Let’s start with the death songs – ‘Cutting’, ‘Carbon Monoxide’, ‘Risky Old Business’ and ‘So Many Colourful Ways To Try’ are all directly concerned with suicide and various ways of doing it. ‘Cutting’ is almost pure nihilism, laced with more of that visceral imagery noted above, yet it’s also sung in an upbeat, near-jaunty fashion as he considers wrist-slicing in all its juicy detail. ‘Carbon Monoxide’ is also manic in its delivery, packing in horrifying glimpses of dying motorists in a tone verging on the inappropriate. But this disconnect gives these songs their ironic strength and bittersweet taste; the listener doesn’t know where to put themselves.

That same jauntiness can be heard on ‘Submarining’, almost a pop song in which the singer describes the benefits of seeing life from below the level of the gutter. He’s both spying on the world and mocking it. The absurd image of Wilson driving around in a magic submarine is a rather self-conscious metaphor for his worm’s eye view. For a less palatable take on the same condition, listen to ‘Bitterment of Self’, one where the total lack of self-esteem is matched with a cruel vengeance and envy against the world. On ‘Fleas’, at least there’s an attempt to rise above the self-pity with some humour, as the protagonist now feel so small and insignificant that even these tiny parasites are taken to be friends; in fact he seems to welcome the symbiotic relationship between man and flea. ‘Time On The Hands’ is likewise burdened with much self-pity, but I like the odd distorted way the recording has landed on the tape; ‘Risky Old Business’ also has layers of chaotic noise scrabbling up the surface of the urgent song, creating a highly unusual effect. ‘Eat It Up’, a throwaway chant that’s effectively a shopping list of pharmaceuticals (perhaps intended as a palliative to reduce mental stress and anxiety) is likewise treated to include a brief and alarming “rush” effect near the end of the song – perhaps the drugs are working only too well.

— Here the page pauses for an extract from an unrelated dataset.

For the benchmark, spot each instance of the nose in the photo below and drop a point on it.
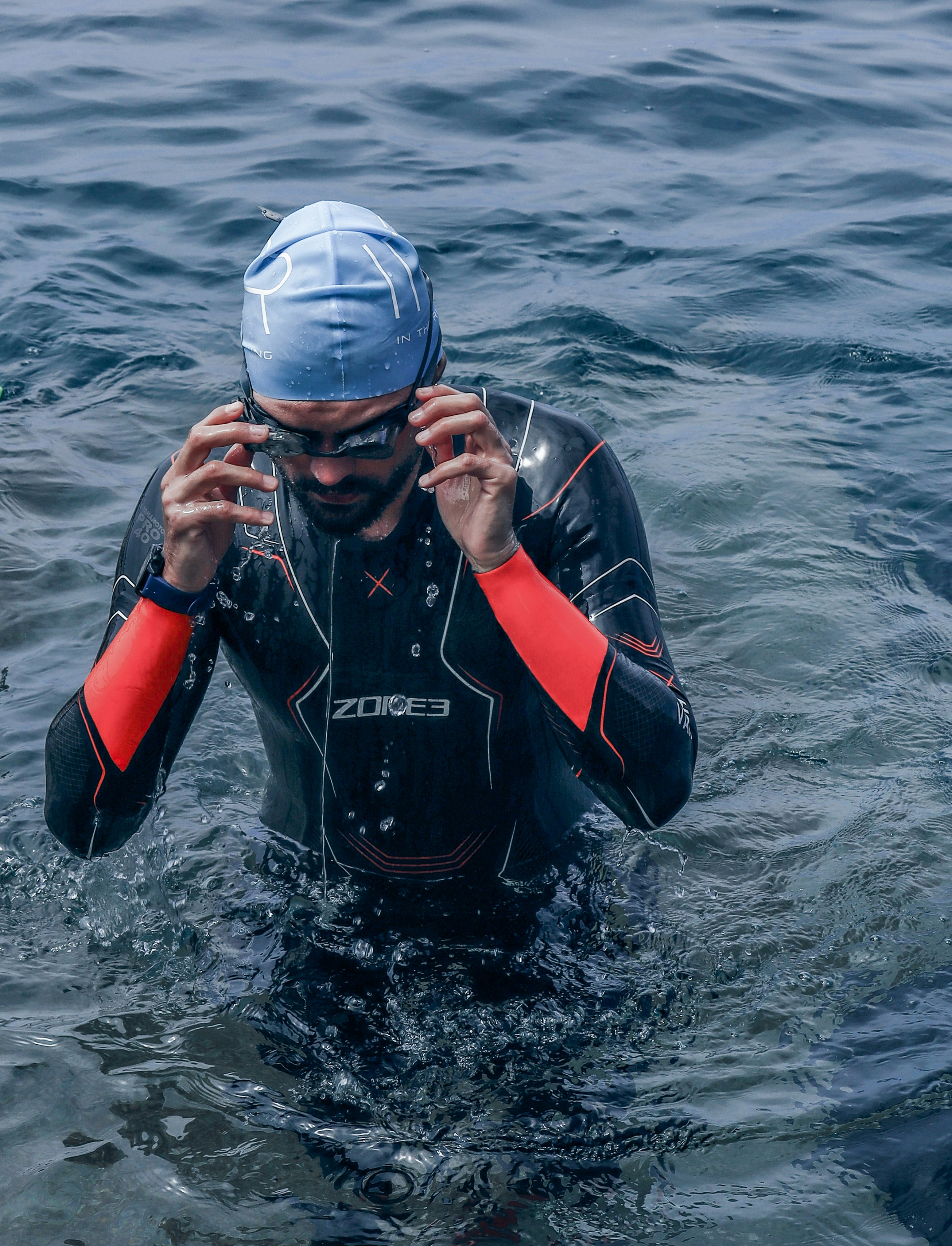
(331, 471)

Two standout songs: ‘The Hermit’, weighing in at a hefty four minutes, with its story about about an imprisoned shut-in, punished by parents (and society), blamed for everything, a scapegoat for the world. Wilson spares no details in this unsettling composition, which starts out in the depths of despair – and gets worse from that point on. Few have the mental courage to conceive songs like this, let alone manage to perform them without showing the strain. The other song I like is ‘Every Walk Down Time The Streetstreet’, a fractured vision compressed into just two minutes and seven seconds; brutal unpleasant imagery is either stated outright, or suggested, lurking in the dark shadows; the singing voice, perhaps slowed down by studio technique, writhes in some lugubrious non-place of mental anguish. The ambiguous lyric here deflects common sense analysis; it’s much less obvious what it might be about, compared to other songs on the album.

While I think the title This Should Not Be Happening is a bit of a gaffe, the cover art for this release is a highly effective collage made from old engravings. A hungry infant at the table has their face replaced by the head of a deep sea fish, mouth agape. For Captain Beefheart, his Trout Mask was anything but a mask, and was more likely to be a potent way for him to express and project the truth of his own inner strangeness, the rage of his wild poetry. Here, the entire image betokens alienation, but also a desperate inner need – the infant’s longing for affection manifests itself as a wide-open mouth, lunging forth, ready to accept any scraps of compassion. The inner emptiness of the human protagonist is matched by the empty plate on the table, while the background is a disturbing mix of chaotic etched marks and dark shadows, the very opposite of a comforting home. To hear songs which correspond exactly to the horrors of this visual psycho-drama, you need only purchase this LP.